Seguridad ciudadana en entredicho

Seguridad ciudadana en entredicho

Marzo 06, 2018 - 11:40 p.m. Por: Álvaro Guzmán Barney

En las últimas semanas el tema de la seguridad ciudadana aparece con mucha fuerza en las noticias, en las columnas de opinión, en los editoriales de prensa y, de manera general, en la agenda pública. Impacta la manera como se desconoce el camino recorrido, las enseñanzas, la importancia de hacer un buen análisis de los datos, para poder sacar conclusiones y hacer propuestas. En el fondo, se argumenta desde puntos de vista dominados por intereses particulares que entienden la seguridad ciudadana de manera sesgada y propenden por una política del Estado sometida a sus intereses, más que a los intereses colectivos o en defensa de los sectores excluidos de la sociedad y de sus derechos.

Una revisión de las políticas públicas de seguridad en los últimos veinte años, muestra una lenta transición, con avances y retrocesos, que parte de una concepción elaborada en medio del conflicto armado y de la guerra, para plantearse progresivamente el tema de la seguridad para los ciudadanos como responsabilidad prioritaria del Estado. Un documento importante de esta transición, que comenzó desde el Gobierno de Virgilio Barco, fue el que promovió, hace casi ocho años, el consejero presidencial Francisco Lloreda. Allí se resalta la importancia creciente de la criminalidad en sus distintas formas, también del rol institucional de la Policía y se definen como marco los conceptos de seguridad y de convivencia que se fijan como metas de la política pública. El documento se quedó corto, en mi opinión, porque no avanzó en los diagnósticos regionales y locales y menos en los cambios institucionales implicados, por ejemplo en la Policía. Tampoco en el tema importante de la evaluación. Pero, el punto central es la búsqueda de un Estado más fuerte, es decir más cercano a la ciudadanía y a sus intereses que logra así, mayor legitimidad y por esta vía contrarresta la violencia y diversas formas de criminalidad, promoviendo la seguridad y la convivencia.

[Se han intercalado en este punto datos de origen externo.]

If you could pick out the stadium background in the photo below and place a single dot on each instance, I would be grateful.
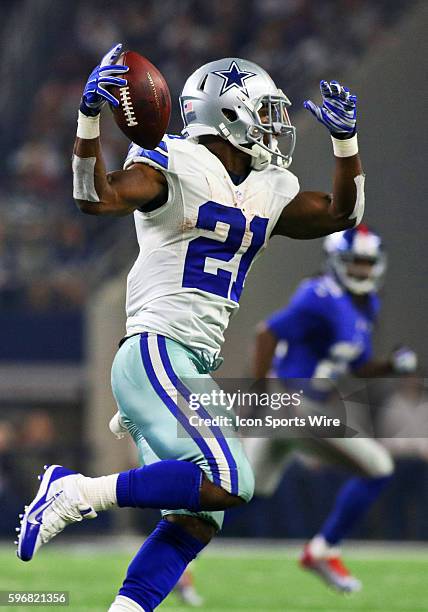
(62, 274)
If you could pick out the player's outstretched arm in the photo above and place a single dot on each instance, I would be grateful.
(95, 191)
(314, 214)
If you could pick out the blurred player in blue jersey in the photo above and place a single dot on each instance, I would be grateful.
(205, 205)
(323, 333)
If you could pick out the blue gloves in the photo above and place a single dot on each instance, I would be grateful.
(95, 94)
(338, 111)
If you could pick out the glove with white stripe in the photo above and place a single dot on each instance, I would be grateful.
(404, 360)
(95, 94)
(338, 111)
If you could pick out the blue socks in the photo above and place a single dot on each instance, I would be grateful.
(158, 565)
(352, 502)
(169, 484)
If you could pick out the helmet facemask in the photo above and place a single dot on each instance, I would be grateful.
(343, 263)
(272, 129)
(237, 100)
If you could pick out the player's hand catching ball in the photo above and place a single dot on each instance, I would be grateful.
(338, 111)
(404, 360)
(95, 94)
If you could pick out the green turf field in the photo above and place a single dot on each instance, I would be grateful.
(255, 580)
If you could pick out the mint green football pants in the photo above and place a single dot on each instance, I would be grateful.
(153, 378)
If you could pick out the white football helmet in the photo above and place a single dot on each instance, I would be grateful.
(356, 258)
(237, 100)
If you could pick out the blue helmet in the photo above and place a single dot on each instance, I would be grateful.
(348, 254)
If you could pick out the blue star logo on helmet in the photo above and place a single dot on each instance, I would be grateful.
(234, 77)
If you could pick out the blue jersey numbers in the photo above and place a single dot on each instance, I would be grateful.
(220, 282)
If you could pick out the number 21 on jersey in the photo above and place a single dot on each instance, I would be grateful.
(220, 282)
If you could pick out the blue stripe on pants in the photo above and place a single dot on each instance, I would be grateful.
(218, 434)
(175, 410)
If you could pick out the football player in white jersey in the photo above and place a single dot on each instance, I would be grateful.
(205, 205)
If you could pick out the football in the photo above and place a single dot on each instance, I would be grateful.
(144, 103)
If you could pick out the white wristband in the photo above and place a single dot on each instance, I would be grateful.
(88, 127)
(345, 148)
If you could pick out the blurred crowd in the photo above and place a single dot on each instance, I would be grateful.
(48, 250)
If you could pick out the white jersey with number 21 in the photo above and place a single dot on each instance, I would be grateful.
(196, 249)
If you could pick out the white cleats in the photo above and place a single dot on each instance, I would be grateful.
(57, 504)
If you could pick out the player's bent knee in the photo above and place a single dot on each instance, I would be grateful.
(197, 527)
(247, 485)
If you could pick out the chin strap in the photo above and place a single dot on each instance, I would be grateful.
(260, 157)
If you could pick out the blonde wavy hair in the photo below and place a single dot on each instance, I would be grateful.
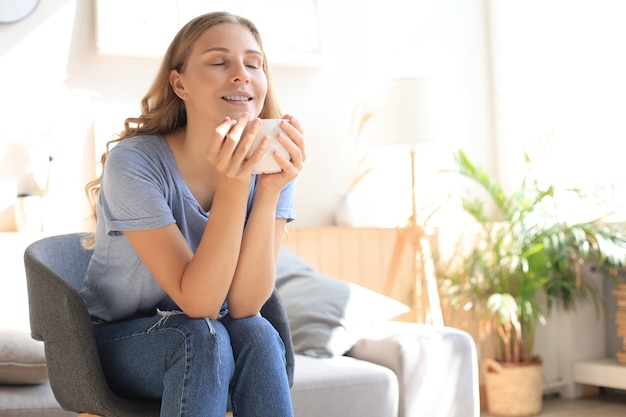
(162, 111)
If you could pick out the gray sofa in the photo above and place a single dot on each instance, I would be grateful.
(343, 367)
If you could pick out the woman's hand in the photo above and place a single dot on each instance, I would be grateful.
(229, 145)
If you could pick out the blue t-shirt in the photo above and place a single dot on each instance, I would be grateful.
(142, 189)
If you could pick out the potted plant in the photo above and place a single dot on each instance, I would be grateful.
(520, 260)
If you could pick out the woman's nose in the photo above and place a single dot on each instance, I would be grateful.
(240, 74)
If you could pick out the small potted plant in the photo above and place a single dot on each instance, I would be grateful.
(520, 260)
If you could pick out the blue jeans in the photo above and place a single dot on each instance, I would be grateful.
(195, 365)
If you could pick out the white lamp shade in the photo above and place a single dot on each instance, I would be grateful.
(401, 113)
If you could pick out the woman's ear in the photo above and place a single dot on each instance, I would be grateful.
(177, 84)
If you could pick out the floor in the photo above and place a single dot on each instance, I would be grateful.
(605, 405)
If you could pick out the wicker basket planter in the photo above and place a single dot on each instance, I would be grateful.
(514, 389)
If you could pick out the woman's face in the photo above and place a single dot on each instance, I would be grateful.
(224, 75)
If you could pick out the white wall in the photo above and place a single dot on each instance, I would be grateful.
(58, 91)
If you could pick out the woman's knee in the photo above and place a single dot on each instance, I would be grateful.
(253, 332)
(195, 336)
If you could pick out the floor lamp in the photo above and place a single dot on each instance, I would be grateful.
(400, 116)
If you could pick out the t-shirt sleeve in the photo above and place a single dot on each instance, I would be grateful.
(133, 192)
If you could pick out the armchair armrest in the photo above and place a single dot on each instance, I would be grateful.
(437, 367)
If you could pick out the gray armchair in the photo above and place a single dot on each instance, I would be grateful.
(55, 268)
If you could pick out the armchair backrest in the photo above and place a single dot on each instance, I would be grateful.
(55, 269)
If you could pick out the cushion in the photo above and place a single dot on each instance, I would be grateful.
(327, 316)
(22, 359)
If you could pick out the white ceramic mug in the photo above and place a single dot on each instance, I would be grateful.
(268, 164)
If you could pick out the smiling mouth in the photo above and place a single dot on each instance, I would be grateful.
(237, 98)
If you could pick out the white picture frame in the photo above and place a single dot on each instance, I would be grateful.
(291, 29)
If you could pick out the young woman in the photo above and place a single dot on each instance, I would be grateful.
(187, 236)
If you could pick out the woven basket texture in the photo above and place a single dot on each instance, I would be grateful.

Paradójicamente, salen hoy a flote un sinnúmero de propuestas que significan un retroceso en la política pública de seguridad. Por ejemplo, al confundir y fusionar las funciones del Ejército y de la Policía en el control de la seguridad ciudadana. Bastante tiene por hacer el Ejército con el control del territorio nacional en las fronteras y en la protección de los recursos naturales en medio de poderosas organizaciones armadas. Pero sobre todo, inquietan las propuestas que buscan ‘la legítima defensa’ con armas en manos de particulares, cuando de lo que se trata es de que esta defensa sea por excelencia una responsabilidad estatal. Es cierto que estamos lejos de tener un Estado con el monopolio de las armas, pero se trata precisamente de propender porque así sea. Fue muy importante la entrega y fundición de cerca de 7500 armas de las Farc y es muy preocupante que, en 2016, la Policía reporte en la Revista Criminalidad, 25637 armas incautadas, con licencia y sin licencia, sin que sepamos cuál ha sido su destino.

Hay historias y diagnósticos distintos así como propuestas reiteradas o novedosas. Nadie puede argumentar que tiene la razón última en el tema de la seguridad ciudadana. El hecho es que hay esfuerzos por interpretar la situación, desde la academia. Recientemente me correspondió dirigir una investigación en cinco ciudades colombianas: Medellín, Barranquilla, Bogotá, Buenaventura y Cali. El libro que sintetiza los resultados se presenta el jueves 15 de marzo a las 4 p.m. en el Auditorio Yquinde de la Universidad Autónoma en donde estarán presentes los autores. Espero que sea el inicio de una discusión más pausada, que nos permita avanzar en la anhelada convivencia ciudadana.